The General Staff issued a statement calling for the resignation of Nikol Pashinyan, signed by senior military officers, triggered by his decision earlier this week to oust the first deputy chief of the General Staff.
Mr Pashinyan described the statement as a “military coup attempt” and ordered the firing of the General Staff’s chief. He urged the military to only listen to his orders and called on his supporters to goo into the streets to back him.
Meanwhile, throngs of opposition demonstrators swarmed the streets of the Armenian capital, chanting “Nikol, you traitor!” and “Nikol, resign!”
Opposition supporters blocked the streets around Yerevan, paralysing traffic all around the city.
The developments came after Armenia saw a spike in demonstrations this week demanding Mr Pashinyan step down.
Protests calling for his resignation began immediately after he signed the November 10 peace deal that saw Azerbaijan reclaim control over large parts of Nagorno-Karabakh and surrounding areas.
The Russia-brokered agreement ended 44 days of fierce fighting in which the Azerbaijani army routed Armenian forces.
Mr Pashinyan has defended the peace deal as a painful but necessary move to prevent Azerbaijan from overrunning the entire Nagorno-Karabakh region.
Nagorno-Karabakh lies within Azerbaijan but was under the control of ethnic Armenian forces backed by Armenia since a separatist war there ended in 1994. That war left Nagorno-Karabakh and substantial surrounding territory in Armenian hands.
Heavy fighting that erupted in late September marked the biggest escalation of the decades-old conflict between Armenia and Azerbaijan, killing more than 6,000 people on both sides.
Despite simmering public anger over the military defeat, Mr Pashinyan has manoeuvred to shore up his rule and the protests died down amid a cold winter, but the opposition demonstrations resumed this week, and the dispute between Mr Pashinyan and the military commanders has weakened his position.
He fired the deputy chief of the General Staff, Lieutenant General Tiran Khachatryan, earlier this week after he criticised the prime minister’s claim that just 10% of Russia-supplied Iskander missiles that Armenia used in the conflict exploded on impact.
The General Staff responded on Thursday with a statement demanding Mr Pashinyan’s resignation and warned the government against trying to use force against demonstrators. Immediately after the statement, he fired the General Staff chief, Colonel General Onik Gasparyan.
Russia, worried about its ally plunging deeper into turmoil, has voiced concern about the tensions and emphasised that Armenia must sort out its problems itself.
“We are calling for calm and believe that the situation should remain in the constitutional field,” Kremlin spokesman Dmitry Peskov told reporters.
President Vladimir Putin spoke by phone with Mr Pashinyan and called for the “preservation of calm and order in Armenia”, Mr Peskov said.

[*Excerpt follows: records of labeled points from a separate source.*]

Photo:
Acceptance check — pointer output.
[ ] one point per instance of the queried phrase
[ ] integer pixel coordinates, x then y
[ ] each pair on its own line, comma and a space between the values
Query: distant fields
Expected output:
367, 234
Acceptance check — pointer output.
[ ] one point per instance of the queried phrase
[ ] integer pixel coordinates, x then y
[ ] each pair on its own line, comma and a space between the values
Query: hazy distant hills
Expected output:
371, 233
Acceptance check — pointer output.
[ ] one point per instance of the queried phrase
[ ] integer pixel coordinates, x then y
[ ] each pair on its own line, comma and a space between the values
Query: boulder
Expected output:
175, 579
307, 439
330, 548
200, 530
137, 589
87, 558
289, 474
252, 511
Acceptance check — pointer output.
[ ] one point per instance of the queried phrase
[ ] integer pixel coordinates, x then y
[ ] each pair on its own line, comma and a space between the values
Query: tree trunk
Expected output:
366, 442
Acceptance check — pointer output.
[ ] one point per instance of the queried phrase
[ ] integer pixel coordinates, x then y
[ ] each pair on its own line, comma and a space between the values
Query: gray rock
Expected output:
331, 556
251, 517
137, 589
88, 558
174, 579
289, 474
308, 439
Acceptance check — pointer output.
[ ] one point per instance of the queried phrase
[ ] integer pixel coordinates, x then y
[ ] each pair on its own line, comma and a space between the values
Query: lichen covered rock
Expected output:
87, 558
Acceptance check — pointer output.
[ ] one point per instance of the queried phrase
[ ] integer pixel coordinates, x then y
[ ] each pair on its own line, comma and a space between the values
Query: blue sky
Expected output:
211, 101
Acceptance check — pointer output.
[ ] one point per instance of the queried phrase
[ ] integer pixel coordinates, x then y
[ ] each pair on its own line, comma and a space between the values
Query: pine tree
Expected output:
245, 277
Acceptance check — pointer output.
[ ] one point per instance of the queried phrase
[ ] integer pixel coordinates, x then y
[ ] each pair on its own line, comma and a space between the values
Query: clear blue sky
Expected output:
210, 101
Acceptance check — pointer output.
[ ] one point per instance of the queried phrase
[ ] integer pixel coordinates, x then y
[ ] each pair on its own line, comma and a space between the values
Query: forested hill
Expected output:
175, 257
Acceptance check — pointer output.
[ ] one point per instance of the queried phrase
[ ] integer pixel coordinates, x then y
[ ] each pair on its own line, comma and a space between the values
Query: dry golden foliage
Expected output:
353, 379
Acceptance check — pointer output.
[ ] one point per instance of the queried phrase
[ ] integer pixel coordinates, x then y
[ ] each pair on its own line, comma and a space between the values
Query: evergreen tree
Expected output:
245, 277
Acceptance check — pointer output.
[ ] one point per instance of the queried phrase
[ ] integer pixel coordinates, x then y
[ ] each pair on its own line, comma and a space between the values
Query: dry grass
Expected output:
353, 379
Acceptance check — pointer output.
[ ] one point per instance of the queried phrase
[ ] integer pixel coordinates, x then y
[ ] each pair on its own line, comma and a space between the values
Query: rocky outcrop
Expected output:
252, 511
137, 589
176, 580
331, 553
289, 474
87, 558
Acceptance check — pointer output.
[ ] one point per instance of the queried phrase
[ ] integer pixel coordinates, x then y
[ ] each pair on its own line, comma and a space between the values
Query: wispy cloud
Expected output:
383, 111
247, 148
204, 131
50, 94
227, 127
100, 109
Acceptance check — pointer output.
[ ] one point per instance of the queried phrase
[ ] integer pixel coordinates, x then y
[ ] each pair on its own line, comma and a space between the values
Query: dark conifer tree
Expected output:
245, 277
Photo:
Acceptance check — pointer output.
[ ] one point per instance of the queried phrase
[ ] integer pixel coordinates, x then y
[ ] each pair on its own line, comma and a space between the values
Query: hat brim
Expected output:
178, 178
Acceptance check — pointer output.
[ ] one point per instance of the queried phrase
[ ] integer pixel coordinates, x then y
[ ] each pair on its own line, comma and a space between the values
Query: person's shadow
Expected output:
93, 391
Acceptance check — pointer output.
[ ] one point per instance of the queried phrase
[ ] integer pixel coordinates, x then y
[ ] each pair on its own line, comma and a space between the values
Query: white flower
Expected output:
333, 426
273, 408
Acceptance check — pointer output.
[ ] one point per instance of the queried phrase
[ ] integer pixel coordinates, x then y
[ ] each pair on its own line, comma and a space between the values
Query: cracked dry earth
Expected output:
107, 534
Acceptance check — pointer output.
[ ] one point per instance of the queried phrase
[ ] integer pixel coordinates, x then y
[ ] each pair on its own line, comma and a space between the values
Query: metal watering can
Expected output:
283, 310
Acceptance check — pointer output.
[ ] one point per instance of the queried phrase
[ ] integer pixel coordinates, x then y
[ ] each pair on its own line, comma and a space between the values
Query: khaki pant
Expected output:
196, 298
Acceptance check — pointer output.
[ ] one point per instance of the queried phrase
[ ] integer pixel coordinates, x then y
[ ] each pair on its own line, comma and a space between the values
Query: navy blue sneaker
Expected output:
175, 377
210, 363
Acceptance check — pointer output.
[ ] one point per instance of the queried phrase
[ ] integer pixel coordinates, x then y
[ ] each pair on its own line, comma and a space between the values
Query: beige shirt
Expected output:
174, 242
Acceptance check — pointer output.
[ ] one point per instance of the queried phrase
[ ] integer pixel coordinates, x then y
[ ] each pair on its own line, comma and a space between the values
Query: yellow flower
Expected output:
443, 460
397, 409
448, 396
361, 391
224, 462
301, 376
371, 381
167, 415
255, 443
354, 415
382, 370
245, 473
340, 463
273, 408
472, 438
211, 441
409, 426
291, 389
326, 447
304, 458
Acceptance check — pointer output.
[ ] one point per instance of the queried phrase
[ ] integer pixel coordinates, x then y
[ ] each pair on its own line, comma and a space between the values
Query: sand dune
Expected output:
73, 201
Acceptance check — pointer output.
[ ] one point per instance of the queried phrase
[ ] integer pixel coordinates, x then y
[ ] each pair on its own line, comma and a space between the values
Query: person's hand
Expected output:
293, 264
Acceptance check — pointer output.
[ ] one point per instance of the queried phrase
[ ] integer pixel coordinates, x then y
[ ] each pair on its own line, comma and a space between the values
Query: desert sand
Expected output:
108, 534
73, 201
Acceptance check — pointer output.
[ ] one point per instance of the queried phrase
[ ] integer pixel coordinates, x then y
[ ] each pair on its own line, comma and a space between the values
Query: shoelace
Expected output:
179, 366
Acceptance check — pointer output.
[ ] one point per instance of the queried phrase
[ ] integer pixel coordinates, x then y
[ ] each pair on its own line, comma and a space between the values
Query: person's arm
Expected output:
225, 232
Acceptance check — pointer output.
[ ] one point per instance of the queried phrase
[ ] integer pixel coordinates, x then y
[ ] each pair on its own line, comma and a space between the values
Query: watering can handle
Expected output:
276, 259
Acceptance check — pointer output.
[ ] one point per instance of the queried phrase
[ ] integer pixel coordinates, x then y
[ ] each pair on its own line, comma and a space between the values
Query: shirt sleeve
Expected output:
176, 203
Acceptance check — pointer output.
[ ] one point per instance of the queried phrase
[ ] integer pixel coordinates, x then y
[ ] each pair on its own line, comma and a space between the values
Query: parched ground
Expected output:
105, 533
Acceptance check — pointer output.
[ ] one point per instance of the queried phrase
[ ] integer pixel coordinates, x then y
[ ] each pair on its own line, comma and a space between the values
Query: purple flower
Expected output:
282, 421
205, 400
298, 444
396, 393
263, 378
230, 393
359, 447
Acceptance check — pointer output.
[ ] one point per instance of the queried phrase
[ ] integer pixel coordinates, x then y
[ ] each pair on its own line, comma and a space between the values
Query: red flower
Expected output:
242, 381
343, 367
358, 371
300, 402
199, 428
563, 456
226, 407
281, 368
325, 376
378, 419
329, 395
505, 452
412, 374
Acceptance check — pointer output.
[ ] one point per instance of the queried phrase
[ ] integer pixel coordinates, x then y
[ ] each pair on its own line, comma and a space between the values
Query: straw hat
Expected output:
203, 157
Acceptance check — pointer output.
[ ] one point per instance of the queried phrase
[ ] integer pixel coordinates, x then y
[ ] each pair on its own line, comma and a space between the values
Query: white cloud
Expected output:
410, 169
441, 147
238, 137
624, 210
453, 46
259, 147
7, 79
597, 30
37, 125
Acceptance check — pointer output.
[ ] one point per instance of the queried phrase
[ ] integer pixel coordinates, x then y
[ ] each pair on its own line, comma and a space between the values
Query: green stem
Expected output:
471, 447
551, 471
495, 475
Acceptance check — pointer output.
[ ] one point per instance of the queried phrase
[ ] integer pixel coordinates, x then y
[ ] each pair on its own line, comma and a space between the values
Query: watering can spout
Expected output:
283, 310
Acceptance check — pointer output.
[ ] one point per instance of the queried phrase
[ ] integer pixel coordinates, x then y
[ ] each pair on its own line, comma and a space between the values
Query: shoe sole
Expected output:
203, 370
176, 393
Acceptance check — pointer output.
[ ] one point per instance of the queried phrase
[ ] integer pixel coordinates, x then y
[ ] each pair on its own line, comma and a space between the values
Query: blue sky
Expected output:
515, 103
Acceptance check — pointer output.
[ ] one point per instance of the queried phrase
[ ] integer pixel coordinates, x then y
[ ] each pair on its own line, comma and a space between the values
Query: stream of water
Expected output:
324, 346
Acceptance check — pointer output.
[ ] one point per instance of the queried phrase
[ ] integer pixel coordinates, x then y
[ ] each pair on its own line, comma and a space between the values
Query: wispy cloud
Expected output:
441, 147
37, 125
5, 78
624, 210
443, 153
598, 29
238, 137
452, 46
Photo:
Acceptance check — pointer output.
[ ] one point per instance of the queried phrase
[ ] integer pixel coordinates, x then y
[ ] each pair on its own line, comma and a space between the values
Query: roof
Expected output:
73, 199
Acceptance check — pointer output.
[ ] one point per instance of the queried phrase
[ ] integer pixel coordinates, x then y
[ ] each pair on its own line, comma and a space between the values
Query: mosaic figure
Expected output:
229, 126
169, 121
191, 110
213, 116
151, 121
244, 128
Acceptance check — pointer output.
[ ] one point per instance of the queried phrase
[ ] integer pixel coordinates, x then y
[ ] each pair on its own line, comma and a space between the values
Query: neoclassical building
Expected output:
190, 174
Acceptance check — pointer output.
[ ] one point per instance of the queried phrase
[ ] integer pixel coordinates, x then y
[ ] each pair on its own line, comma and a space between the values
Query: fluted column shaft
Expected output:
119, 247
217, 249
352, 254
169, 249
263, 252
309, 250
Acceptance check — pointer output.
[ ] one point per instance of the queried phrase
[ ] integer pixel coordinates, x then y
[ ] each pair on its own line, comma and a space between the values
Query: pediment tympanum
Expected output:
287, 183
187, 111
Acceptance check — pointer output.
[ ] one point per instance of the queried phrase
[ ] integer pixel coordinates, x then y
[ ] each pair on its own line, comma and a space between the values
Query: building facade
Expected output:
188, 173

Armenia has relied on Moscow’s financial and military support and hosts a Russian military base – ties that will keep the two nations closely allied regardless of the outcome of the political infighting.
And even though the peace deal is widely reviled in Armenia with many calling it a betrayal, it is unlikely to be revised – no matter who is in charge – following the fighting that demonstrated Azerbaijan’s overwhelming military edge.
The US embassy in Yerevan urged all parties in Armenia to “exercise calm and restraint and to de-escalate tensions peacefully, without violence.”
In Brussels, European Commission spokesman Peter Stano also called on rival sides to “avoid any rhetoric or actions that could lead to further escalation”.